Can We Extract Value from Missed Shots in Football?

Using Generative Models to Extract Valuable Insights from Missed Football Shots.

Jan 02, 2025

1 Introduction

Effectively evaluating shooting skill is a key challenge in soccer analytics. Historically, the finishing skill of players has been compared using classical statistics such as goals and shots on target, or more advanced models derived from these statistics. While these metrics are easily obtainable, they suffer from small sample sizes and lack comparability across players since the probability of scoring or landing a shot on target heavily depends on the context of the shot. Consequently, a significant focus in soccer analytics has been the development of advanced shooting metrics that are both stable over time and comparable across players.

One of the most prominent advancements in this domain is the expected goals (xG) model, which addresses comparability by assessing the probability of scoring given specific contextual variables at the time of the shot, such as shot location, proximity of other players, and body part used. Derived metrics like goals above expectation (GAX) aim to quantify shooting skill by subtracting a player's expected goals from their actual goals. However, GAX suffers from limited empirical stability, with season-to-season variations that undermine its reliability.
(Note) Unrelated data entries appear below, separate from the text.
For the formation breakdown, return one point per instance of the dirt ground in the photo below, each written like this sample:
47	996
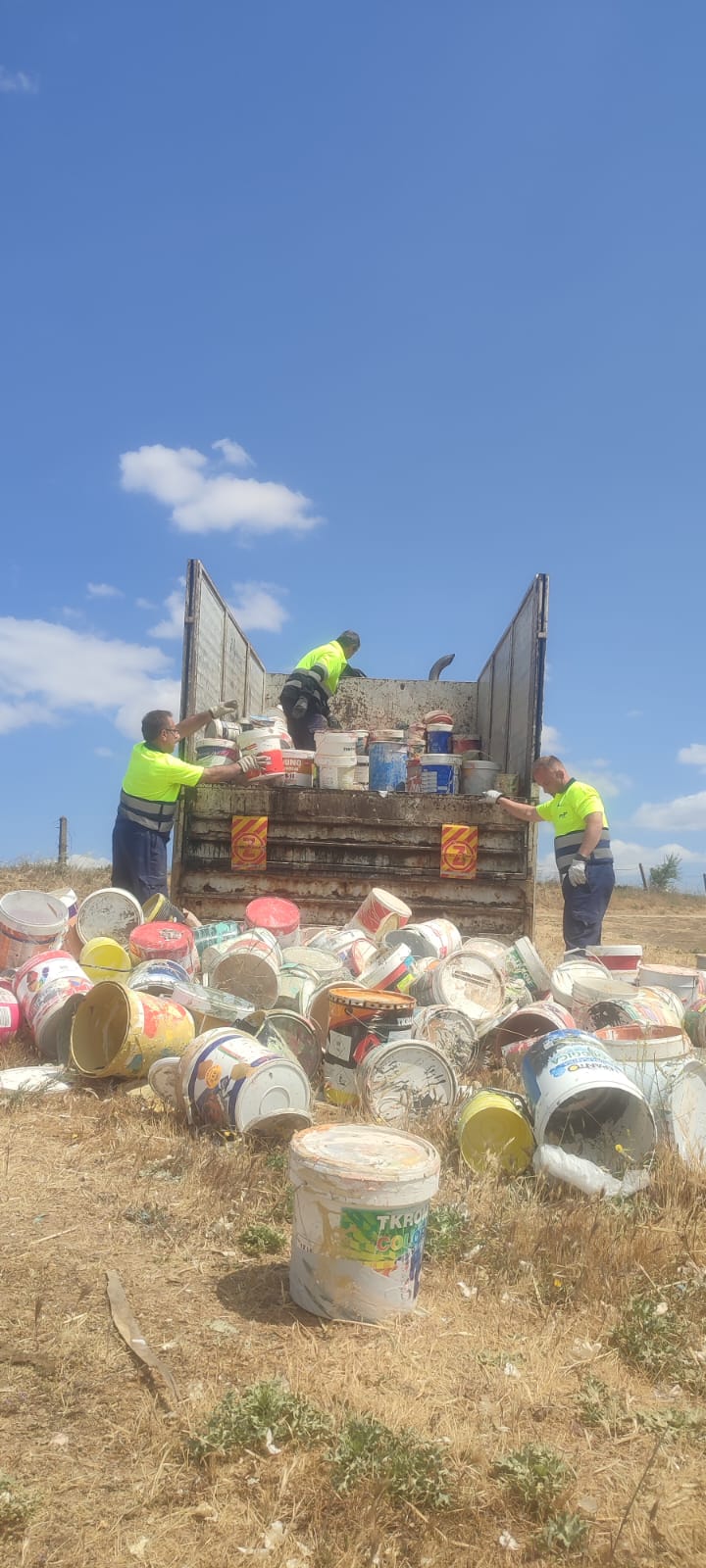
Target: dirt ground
512	1345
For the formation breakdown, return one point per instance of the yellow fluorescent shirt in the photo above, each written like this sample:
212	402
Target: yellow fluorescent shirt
157	775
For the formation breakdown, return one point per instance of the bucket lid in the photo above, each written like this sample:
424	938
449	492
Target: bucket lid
269	1090
687	1112
275	914
366	1156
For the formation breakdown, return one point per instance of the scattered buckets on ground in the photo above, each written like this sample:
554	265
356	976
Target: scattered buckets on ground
360	1220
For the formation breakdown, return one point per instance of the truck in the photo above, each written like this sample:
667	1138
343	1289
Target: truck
326	849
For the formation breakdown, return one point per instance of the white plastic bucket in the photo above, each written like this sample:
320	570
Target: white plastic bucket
380	913
682	982
525	963
582	1100
361	1204
651	1060
478	775
28	924
109	911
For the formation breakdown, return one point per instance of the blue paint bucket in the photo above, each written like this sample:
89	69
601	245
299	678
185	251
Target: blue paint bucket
388	765
439	737
439	773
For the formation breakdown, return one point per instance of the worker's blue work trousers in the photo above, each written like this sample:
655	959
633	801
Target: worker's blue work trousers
585	906
138	859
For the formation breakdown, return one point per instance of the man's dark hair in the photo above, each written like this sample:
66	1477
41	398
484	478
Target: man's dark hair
349	640
154	723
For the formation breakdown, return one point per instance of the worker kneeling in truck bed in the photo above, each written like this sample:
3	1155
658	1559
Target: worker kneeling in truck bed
151	791
305	697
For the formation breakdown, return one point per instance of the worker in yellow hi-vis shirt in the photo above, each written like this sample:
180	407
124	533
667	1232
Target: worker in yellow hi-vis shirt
580	847
306	695
149	794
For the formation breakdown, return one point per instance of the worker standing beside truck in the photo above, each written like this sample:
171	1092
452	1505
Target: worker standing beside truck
306	694
149	792
580	847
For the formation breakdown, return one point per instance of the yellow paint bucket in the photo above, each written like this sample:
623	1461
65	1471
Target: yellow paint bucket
104	958
494	1125
123	1032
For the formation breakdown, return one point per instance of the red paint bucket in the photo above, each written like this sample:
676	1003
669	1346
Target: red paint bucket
164	940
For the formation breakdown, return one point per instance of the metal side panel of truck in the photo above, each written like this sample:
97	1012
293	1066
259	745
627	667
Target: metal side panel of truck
326	849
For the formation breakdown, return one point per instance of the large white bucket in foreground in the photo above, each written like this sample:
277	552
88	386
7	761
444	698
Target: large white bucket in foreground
361	1204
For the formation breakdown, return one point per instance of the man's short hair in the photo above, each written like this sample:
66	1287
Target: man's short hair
154	723
349	640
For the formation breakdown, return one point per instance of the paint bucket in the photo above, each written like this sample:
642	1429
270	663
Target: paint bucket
388	765
358	1021
582	1102
102	958
250	968
159	908
478	775
157	977
298	768
494	1126
43	987
10	1015
695	1023
391	972
439	773
380	913
214	1008
687	1113
30	922
651	1058
360	1219
622	961
682	982
578	969
428	938
278	916
118	1032
297	1034
452	1034
227	1079
439	739
470	982
525	961
164	940
532	1023
405	1079
110	911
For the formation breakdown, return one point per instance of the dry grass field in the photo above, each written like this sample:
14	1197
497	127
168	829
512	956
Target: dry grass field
546	1402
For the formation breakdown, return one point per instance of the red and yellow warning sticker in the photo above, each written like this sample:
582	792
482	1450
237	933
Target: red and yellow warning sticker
459	851
248	843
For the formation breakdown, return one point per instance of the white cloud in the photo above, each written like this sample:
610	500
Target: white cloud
234	454
49	670
173	623
692	755
104	592
18	82
203	501
684	814
256	608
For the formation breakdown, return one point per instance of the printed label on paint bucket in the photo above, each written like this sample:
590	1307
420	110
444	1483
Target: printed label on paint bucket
384	1241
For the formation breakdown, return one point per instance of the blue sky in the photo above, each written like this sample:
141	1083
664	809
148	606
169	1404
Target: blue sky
433	276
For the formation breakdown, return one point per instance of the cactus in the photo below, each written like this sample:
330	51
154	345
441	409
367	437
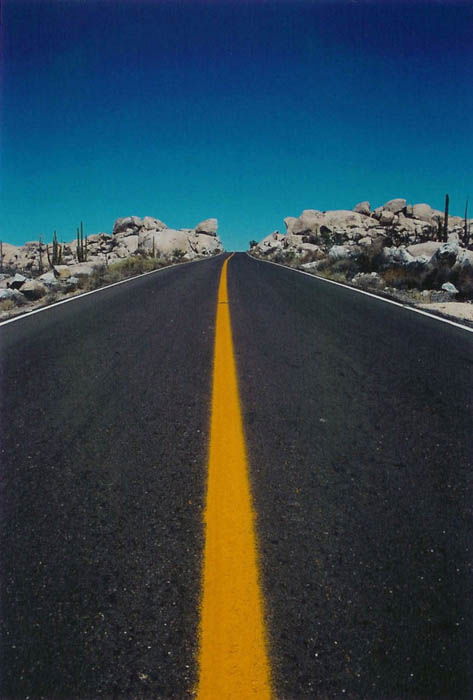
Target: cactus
81	246
445	219
466	228
54	258
40	263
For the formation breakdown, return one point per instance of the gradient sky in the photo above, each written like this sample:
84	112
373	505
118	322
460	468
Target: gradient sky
246	111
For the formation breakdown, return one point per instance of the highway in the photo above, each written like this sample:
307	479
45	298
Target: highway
343	426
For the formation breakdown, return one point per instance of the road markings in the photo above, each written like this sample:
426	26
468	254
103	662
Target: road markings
233	661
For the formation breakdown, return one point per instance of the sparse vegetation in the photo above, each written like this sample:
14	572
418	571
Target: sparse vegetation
7	305
81	249
115	272
55	256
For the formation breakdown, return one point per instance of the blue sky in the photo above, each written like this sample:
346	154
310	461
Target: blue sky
247	111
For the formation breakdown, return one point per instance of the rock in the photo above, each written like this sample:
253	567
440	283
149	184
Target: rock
289	222
208	227
12	295
363	208
47	278
396	256
310	266
130	245
424	212
129	223
308	223
338	252
424	249
33	289
17	281
342	219
395	205
369	280
62	272
445	256
153	224
72	283
376	213
386	218
79	270
450	288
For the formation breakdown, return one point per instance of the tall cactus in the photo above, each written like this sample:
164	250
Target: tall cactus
40	263
81	245
445	219
54	258
466	228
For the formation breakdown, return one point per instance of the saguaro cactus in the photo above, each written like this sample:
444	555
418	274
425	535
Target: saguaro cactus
445	219
81	245
55	257
40	263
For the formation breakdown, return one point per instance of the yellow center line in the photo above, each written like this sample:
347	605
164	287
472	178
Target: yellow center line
233	660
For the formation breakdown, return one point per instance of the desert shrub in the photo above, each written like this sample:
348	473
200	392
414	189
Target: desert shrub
400	278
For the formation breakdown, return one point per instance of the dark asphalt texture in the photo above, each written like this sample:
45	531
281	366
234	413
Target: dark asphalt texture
358	418
359	424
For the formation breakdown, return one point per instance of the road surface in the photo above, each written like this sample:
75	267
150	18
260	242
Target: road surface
357	419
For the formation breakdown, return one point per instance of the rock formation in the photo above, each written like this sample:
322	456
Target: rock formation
407	244
29	272
130	236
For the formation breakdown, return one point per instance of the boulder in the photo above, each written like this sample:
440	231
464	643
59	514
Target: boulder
426	249
342	219
17	281
208	227
445	255
308	223
395	205
12	295
450	288
377	212
47	277
72	283
128	223
363	208
150	223
130	244
289	222
338	252
396	256
370	280
33	289
424	212
78	270
386	218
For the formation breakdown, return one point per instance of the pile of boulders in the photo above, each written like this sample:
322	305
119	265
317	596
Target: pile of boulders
29	274
130	236
396	243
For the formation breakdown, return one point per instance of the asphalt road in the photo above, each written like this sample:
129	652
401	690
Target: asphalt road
358	418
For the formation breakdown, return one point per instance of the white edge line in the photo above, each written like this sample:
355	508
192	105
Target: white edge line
369	294
101	289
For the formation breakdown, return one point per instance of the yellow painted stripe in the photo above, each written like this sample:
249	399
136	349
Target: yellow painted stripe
233	657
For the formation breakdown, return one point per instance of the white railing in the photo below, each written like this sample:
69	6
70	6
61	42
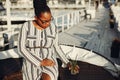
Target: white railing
68	20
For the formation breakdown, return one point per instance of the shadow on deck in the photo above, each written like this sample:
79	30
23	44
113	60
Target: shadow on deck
87	71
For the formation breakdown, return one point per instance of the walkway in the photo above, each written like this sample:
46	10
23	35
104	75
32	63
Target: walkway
94	35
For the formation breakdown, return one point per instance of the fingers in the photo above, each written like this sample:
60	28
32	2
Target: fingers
47	62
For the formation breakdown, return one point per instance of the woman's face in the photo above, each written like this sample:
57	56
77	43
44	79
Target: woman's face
44	19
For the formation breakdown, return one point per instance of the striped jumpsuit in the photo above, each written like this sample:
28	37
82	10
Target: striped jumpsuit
36	45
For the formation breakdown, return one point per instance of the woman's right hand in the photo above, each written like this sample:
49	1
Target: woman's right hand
47	62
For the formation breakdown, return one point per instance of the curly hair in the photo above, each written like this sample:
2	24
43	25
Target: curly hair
40	6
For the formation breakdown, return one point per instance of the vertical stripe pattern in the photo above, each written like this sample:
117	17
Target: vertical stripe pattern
36	45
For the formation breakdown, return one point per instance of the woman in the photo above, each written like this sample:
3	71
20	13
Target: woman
38	43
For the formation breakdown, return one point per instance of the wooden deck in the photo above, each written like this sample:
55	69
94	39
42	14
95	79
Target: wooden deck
95	35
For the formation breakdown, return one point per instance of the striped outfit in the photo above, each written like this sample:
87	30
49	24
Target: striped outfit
36	45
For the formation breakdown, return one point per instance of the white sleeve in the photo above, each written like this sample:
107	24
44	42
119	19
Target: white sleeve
59	51
24	51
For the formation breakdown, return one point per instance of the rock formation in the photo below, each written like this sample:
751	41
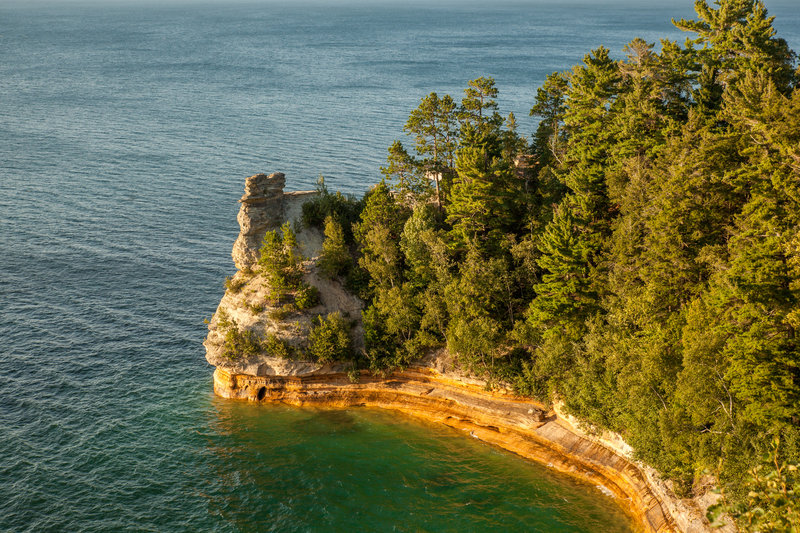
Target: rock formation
433	389
262	209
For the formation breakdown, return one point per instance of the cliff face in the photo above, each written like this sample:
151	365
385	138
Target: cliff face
433	389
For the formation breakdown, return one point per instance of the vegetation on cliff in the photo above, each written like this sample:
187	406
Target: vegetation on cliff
640	258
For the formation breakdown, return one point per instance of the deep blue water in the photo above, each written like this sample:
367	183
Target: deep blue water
126	131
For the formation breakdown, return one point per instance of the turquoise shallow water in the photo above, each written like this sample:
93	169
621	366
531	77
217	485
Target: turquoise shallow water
126	130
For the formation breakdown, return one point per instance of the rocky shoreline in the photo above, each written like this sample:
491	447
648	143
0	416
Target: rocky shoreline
433	389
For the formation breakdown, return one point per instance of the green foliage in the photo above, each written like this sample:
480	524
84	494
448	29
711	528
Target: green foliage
329	339
773	492
306	297
280	261
643	265
344	209
238	343
234	285
335	259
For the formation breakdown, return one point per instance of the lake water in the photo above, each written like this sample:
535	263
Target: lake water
126	132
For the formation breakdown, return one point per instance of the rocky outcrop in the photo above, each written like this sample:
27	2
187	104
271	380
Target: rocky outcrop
262	209
434	389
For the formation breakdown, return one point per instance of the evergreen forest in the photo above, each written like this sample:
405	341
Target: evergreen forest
637	258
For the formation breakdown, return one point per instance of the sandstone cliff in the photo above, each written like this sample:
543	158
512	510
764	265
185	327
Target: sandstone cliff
433	389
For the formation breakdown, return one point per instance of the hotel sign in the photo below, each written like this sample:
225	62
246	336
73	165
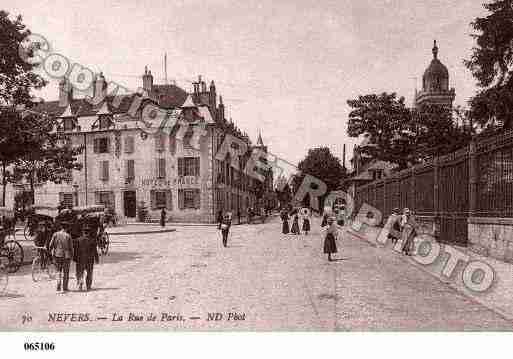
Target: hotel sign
177	182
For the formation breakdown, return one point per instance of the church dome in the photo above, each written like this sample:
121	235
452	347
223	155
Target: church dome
436	76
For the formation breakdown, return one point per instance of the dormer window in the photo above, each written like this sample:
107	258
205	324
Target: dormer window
104	122
68	124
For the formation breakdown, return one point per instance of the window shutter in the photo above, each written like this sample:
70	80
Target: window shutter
112	200
106	169
197	166
153	200
181	199
180	167
197	199
172	144
169	200
100	171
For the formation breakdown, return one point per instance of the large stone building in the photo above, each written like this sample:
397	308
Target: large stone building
435	84
124	166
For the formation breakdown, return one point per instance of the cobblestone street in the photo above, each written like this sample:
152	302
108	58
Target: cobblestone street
268	281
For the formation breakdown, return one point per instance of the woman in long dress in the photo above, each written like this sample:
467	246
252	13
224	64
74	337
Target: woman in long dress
331	233
285	218
295	225
306	224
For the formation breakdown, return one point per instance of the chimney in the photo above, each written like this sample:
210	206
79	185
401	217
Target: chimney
221	109
65	92
100	87
212	95
344	157
147	80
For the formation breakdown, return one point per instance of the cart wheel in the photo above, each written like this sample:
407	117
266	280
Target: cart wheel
14	253
106	243
26	232
4	280
37	270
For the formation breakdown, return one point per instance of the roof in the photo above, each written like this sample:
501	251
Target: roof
168	96
204	112
188	102
259	140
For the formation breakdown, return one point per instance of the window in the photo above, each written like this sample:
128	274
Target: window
161	199
104	170
129	144
101	145
160	168
105	198
187	138
130	169
66	198
188	166
68	176
105	122
69	124
160	142
189	198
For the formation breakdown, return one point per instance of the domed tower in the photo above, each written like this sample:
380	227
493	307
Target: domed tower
435	84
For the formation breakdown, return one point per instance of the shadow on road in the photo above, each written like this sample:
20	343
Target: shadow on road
116	257
11	296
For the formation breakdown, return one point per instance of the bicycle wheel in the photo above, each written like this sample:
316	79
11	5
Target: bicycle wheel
14	253
51	269
37	270
4	280
26	232
105	243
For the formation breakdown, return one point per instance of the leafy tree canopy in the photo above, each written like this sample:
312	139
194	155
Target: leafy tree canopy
491	63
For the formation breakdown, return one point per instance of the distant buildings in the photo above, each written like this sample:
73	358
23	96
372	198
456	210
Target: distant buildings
435	91
124	167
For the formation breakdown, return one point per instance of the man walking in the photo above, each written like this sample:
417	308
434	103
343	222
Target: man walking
225	228
61	248
86	255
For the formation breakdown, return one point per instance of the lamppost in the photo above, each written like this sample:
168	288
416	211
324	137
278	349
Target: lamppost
75	187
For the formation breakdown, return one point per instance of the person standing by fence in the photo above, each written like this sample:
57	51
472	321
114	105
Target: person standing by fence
285	219
62	250
330	236
226	223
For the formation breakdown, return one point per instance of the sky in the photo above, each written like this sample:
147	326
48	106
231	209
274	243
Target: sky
284	67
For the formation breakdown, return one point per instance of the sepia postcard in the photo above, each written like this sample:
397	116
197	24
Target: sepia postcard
259	166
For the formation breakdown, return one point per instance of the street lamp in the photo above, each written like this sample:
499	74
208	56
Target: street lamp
75	187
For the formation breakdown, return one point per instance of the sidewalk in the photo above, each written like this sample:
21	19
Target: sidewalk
497	298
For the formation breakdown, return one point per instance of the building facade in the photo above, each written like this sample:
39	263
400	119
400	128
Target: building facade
126	166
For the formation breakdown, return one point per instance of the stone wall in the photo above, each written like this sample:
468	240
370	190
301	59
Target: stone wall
491	237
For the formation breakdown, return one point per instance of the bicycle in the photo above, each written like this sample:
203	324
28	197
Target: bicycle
43	263
103	243
4	278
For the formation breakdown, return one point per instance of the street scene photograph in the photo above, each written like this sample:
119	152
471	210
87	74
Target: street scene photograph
260	166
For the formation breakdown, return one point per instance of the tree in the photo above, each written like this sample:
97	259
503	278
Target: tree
435	133
17	78
386	121
402	136
283	191
321	164
47	155
491	63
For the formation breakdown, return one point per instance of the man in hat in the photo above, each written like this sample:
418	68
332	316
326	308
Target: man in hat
396	219
62	249
86	254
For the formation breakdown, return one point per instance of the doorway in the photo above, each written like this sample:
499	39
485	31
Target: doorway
129	201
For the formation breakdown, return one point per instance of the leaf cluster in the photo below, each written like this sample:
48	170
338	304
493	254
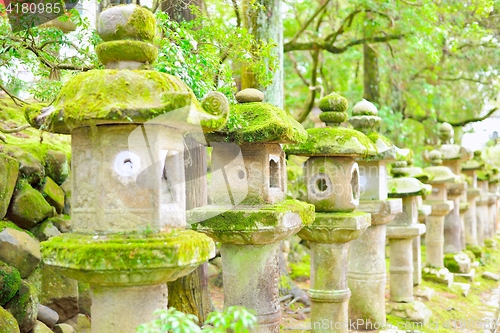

Post-shot expected goals (PostXg) offer a refinement by incorporating the spatial trajectory of shots after they are struck. Metrics such as expected goals added (EGA), calculated by subtracting PostXg from pre-shot expected goals (PreXg), enhance stability but still face challenges related to small sample sizes. Furthermore, current shooting metrics focus exclusively on on-target shots, ignoring the trajectories of off-target shots. This oversight is significant given that off-target shots constitute the majority of attempts in soccer, representing between 57% and 65% of all shots. As a result, these metrics fail to leverage the full dataset of shot trajectories, leaving valuable information untapped.

Drawing parallels from basketball, where including the trajectories of all shots improved estimates of field goal percentage, research suggests a similar potential in soccer. Evidence indicates that incorporating the trajectory information of all shots, including off-target ones, could yield more stable and informative metrics. For instance, near-misses that narrowly miss the upper corners of the goal likely reflect better shooting skill than wild misses.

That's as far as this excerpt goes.